Wednesday, 6 May 2015

Mullach Nan Coirean - Day 5 Invercoe

This was one of those walks where it was one of Ruth's 'grand ideas'. I am a bit renowned for route planning walks that are a bit too ambitious, or ones which lead over particularly bad terrain..

The idea of the walk was to head up a hill called Mullach Nan Coirean which looks directly over at Ben Nevis - we thought it would be a good viewing point for it, and the surrounding hills. We'd decided to start the walk from the end of a road which stops at Lochan Lunn Da Bhra which is a stunning Loch with stepping stones out onto a small island which we promised Emma we'd visit at the end of the walk. We'd opted for a low Munro as the winds were supposed to pick up during mid afternoon and we didn't want to get caught out.

Our route began along the nice gentle path of the West Highland way luring us into a false sense of security, with views soon opening up to Ben Nevis.

Our plan was to start heading up onto a hill called Glas Chreag as we reached the 2nd patch of woodland. We started to head up sooner that this as we spotted a way onto the hillside, it started off well but gradually deteriorated into pretty horrible ground, having to weave through small shrubs on quite steep ground. It was a relief when we got onto the slopes of our first hill, and even better when we reached the top and stopped for a bite to eat.

My first wildflower of the trip, think this is Purple Mountain Saxifrage 

It was quite breezy on the top, but not bad enough that we needed to go back down, so we continued up the rocky rib onto the Munro itself, Mullach Nan Coirean. It certainly wins prizes for the best views of the week - the pointy tops of the dark Mamores was a view we couldn't take our eyes off.

Zoomed in summit of Ben Nevis

Still a bit paranoid about the potential increase in wind we didn't stop for too long and continued on to a hill top called Meall a' Chaorainn, in my ridiculously drop a phobic ways I took a convoluted route to the top to avoid the tiny amount of exposure sticking to the very top of the route on - Steve stayed high and chuckled at me.

We had various options to descend the hill - all of them steep. Our aim was to pick up the West Highland Way again close to a point marked as 'Lairigmor' on the map. Rather than following the steep stream bed down which had been our initial thought we decided to stick to the higher ground and followed the rocky nose of Sgurr na h Uilinn down - it had quite a bit of scree/loose rock higher up so care had to be taken. It looked like deer had been there before as they'd made a nice little narrow path down. We could spy the ant like shapes of walkers below of the West Highland Way - they must have thought we were crazy on our steep way down!

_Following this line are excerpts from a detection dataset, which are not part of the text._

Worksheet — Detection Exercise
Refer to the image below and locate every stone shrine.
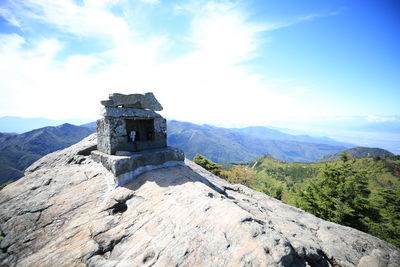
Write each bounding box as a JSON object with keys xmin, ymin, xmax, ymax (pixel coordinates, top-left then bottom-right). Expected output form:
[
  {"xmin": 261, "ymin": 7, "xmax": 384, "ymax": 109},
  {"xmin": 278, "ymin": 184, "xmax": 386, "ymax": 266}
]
[{"xmin": 91, "ymin": 93, "xmax": 184, "ymax": 185}]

We were all really pleased when we got to the WHW which we followed back to our start point. After dumping our kit we made our way to the Loch shore, Annoyingly the prediction in wind increase took effect and the Loch started to get quite choppy. Emma was still keen to get onto the island as we had been promising it all day, so off came her boots and mine.. After the heavy rain from the previous week/choppy water the loch was quite deep- Emma stayed on the stones, whilst I was in the water taking her hand. She had a bit of a slip halfway across and ended up slipping in and soaking her trousers, so we abandoned out attempt to get to the island and headed back to the shore to dry off. Luckily we had waterproof trousers so Emma could put those on instead of her wet ones. It was a bit disappointing, but we placated ourselves with the thought of Fish and Chips in Fort William for Tea...

Sadly decent fish and chips couldn't be found so we filled up on stodge in Weatherspoons & headed back to the cottage for yet another amazing sunset & stone skimming on the Loch shore.